Submitted to: Nutrients
Publication Type: Peer Reviewed Journal
Publication Acceptance Date: 2/9/2018
Publication Date: 2/14/2018
Citation: Mandalari, G., Parker, M.L., Grundy, M.M., Grassby, T., Smeriglio, A., Bisignano, C., Raciti, R., Trombetta, D., Baer, D.J., Wilde, P.J. 2018. Understanding the effect of particle size and processing on almond lipid bioaccessibility through microstructural analysis: from mastication to faecal collection. Nutrients. 10. https://doi.org/10.3390/nu10020213.
DOI: https://doi.org/10.3390/nu10020213

Interpretive Summary: We have previously shown that the fat found in almonds is not readily available to the body for digestion. In the present study, we measured the amount of fat released during simulated chewing (artificial mastication) from four almond meals: natural raw almonds, roasted almonds, roasted diced almonds and almond butter from roasted almonds. The amount of fat released after chewing ranged from 6% for almond butter to 12% for whole and chopped roasted almonds. These data were used to validate a previously published theoretical model of fat availability from almonds. In comparison, the total fat available for digestion is estimated to be 94% in almond butter, and represents the freely available fat resulting from the initial sample processing (making butter) and the further small amount (6%) of fat released from the intact almond particles during chewing. Particle size distributions measured after chewing in natural raw almonds, roasted almonds, and roasted diced almonds showed most of the particles had a size of 1000 µm and above, whereas the almond butter mainly contained small particles (< 850 µm). Fecal samples were collected from volunteers who consumed the four forms of almonds (natural raw almonds, roasted almonds, roasted diced almonds and almond butter from roasted almonds) and microstructural analysis was performed. This analysis confirmed that some lipid in natural raw almonds, roasted almonds, and roasted diced almonds remained encapsulated within the plant tissue throughout digestion, whereas complete digestion was observed in the almond butter sample. We conclude that the structure and particle size of the form of almonds are the main factors in regulating fat availability in the gut.

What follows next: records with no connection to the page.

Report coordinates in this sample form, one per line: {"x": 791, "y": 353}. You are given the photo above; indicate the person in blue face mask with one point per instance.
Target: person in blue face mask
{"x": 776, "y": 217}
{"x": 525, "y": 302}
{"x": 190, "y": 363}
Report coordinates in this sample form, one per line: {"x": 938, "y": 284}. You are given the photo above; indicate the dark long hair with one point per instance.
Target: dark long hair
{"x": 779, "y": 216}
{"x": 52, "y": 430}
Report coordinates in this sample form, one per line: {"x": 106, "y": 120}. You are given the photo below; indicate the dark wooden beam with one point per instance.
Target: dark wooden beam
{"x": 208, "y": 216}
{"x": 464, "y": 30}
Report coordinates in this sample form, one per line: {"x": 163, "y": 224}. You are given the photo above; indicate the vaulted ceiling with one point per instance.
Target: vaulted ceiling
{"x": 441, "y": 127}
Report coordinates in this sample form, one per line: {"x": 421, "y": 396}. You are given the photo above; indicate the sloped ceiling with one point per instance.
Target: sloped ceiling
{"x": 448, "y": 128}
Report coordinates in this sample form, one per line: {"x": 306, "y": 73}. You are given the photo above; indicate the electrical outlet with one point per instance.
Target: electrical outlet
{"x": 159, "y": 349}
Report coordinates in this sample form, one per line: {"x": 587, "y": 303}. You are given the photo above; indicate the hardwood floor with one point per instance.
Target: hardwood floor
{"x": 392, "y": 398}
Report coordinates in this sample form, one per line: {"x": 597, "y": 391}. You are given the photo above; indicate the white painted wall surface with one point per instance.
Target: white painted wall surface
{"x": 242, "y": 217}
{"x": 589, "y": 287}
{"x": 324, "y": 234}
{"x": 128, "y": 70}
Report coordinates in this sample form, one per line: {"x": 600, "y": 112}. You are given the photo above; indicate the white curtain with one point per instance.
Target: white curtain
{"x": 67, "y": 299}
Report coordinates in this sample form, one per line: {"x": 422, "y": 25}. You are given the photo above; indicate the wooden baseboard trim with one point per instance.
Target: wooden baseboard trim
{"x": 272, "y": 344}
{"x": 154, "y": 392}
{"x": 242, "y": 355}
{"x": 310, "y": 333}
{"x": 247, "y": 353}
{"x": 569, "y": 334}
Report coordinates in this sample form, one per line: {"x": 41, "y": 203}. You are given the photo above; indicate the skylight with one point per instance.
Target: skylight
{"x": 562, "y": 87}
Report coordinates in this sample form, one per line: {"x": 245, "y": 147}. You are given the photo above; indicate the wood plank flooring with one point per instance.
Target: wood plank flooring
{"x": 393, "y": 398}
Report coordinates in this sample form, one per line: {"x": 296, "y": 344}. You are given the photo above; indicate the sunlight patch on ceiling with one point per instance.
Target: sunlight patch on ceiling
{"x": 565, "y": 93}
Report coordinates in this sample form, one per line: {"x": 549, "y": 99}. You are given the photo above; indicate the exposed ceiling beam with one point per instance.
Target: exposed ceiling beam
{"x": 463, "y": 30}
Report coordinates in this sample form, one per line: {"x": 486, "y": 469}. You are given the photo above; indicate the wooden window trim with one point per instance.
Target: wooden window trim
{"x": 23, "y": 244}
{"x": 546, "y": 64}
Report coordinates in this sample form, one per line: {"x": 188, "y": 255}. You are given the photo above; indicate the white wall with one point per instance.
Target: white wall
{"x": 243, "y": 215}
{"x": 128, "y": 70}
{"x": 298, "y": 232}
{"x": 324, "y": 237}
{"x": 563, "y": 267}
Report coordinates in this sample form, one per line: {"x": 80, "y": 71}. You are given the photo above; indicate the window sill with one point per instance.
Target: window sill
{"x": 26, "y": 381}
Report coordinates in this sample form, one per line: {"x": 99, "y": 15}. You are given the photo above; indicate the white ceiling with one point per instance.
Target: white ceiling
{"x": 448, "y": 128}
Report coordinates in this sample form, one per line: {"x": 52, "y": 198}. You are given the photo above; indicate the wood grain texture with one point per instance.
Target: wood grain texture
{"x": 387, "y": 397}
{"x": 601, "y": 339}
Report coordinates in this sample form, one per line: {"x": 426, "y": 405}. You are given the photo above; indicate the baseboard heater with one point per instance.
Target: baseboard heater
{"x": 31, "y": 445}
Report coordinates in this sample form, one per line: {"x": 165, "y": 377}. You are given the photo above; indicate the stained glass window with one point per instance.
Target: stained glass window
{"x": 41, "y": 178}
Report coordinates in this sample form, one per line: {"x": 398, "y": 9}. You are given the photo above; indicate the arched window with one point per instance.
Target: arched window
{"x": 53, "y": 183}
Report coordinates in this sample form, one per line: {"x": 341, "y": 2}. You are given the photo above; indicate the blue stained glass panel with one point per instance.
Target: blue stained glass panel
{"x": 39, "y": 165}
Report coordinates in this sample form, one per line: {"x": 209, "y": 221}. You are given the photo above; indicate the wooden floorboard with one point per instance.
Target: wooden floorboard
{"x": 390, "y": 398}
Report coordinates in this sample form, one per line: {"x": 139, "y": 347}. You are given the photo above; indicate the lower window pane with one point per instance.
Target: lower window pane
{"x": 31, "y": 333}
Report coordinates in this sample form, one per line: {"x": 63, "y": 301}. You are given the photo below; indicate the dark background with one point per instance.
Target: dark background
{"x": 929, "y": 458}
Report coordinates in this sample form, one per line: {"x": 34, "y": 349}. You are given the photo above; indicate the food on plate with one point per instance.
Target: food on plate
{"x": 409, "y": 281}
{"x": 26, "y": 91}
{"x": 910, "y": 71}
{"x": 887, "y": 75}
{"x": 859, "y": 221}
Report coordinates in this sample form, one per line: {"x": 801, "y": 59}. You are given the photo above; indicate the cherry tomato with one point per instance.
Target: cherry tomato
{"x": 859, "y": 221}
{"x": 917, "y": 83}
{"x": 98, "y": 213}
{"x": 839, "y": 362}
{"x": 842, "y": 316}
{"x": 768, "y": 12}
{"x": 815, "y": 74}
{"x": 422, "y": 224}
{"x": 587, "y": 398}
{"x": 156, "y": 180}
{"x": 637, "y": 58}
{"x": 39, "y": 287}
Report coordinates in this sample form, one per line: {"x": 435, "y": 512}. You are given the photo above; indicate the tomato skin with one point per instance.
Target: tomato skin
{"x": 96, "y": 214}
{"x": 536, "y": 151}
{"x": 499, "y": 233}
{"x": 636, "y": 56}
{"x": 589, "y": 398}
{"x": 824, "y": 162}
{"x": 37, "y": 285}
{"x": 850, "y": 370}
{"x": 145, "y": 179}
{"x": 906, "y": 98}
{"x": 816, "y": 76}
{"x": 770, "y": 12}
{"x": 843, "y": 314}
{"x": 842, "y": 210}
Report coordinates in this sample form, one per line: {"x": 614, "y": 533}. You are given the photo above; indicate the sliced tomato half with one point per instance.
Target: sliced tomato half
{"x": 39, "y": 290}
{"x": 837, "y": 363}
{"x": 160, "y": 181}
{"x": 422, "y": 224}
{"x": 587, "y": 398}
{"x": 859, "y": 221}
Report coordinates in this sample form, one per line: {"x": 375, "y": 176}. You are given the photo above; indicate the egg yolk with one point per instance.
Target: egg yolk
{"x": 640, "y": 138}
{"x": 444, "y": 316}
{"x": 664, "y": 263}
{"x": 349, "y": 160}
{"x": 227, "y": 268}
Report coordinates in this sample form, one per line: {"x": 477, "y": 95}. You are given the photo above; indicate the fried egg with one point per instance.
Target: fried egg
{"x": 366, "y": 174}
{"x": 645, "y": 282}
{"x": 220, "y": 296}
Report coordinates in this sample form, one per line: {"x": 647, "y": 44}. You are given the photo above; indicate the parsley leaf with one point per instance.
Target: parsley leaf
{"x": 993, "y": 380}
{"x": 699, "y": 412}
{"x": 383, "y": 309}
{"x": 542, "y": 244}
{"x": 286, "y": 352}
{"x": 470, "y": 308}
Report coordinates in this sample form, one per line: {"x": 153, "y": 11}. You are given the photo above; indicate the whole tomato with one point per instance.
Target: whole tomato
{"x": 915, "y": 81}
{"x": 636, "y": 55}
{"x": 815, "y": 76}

Technical Abstract: We have previously reported on the low lipid bioaccessibility from almond seeds during digestion in the upper gastrointestinal tract (GIT). In the present study, we quantified the lipid released during artificial mastication from four almond meals: natural raw almonds (NA), roasted almonds (RA), roasted diced almonds (DA) and almond butter from roasted almonds (AB). Lipid release after mastication (8.9% from NA, 11.8% from RA, 12.4% from DA and 6.2% from AB) was used to validate our theoretical mathematical model of lipid bioaccessibility. The total lipid potentially available for digestion in AB was 94.0%, which included the freely available lipid resulting from the initial sample processing and the further small amount of lipid released from the intact almond particles during mastication. Particle size distributions measured after mastication in NA, RA and DA showed most of the particles had a size of 1000 µm and above, whereas AB bolus mainly contained small particles (<850 µm). Microstructural analysis of faecal samples from volunteers consuming NA, RA, DA and AB confirmed that some lipid in NA, RA and DA remained encapsulated within the plant tissue throughout digestion, whereas almost complete digestion was observed in the AB sample. We conclude that the structure and particle size of the almond meals are the main factors in regulating lipid bioaccessibility in the gut.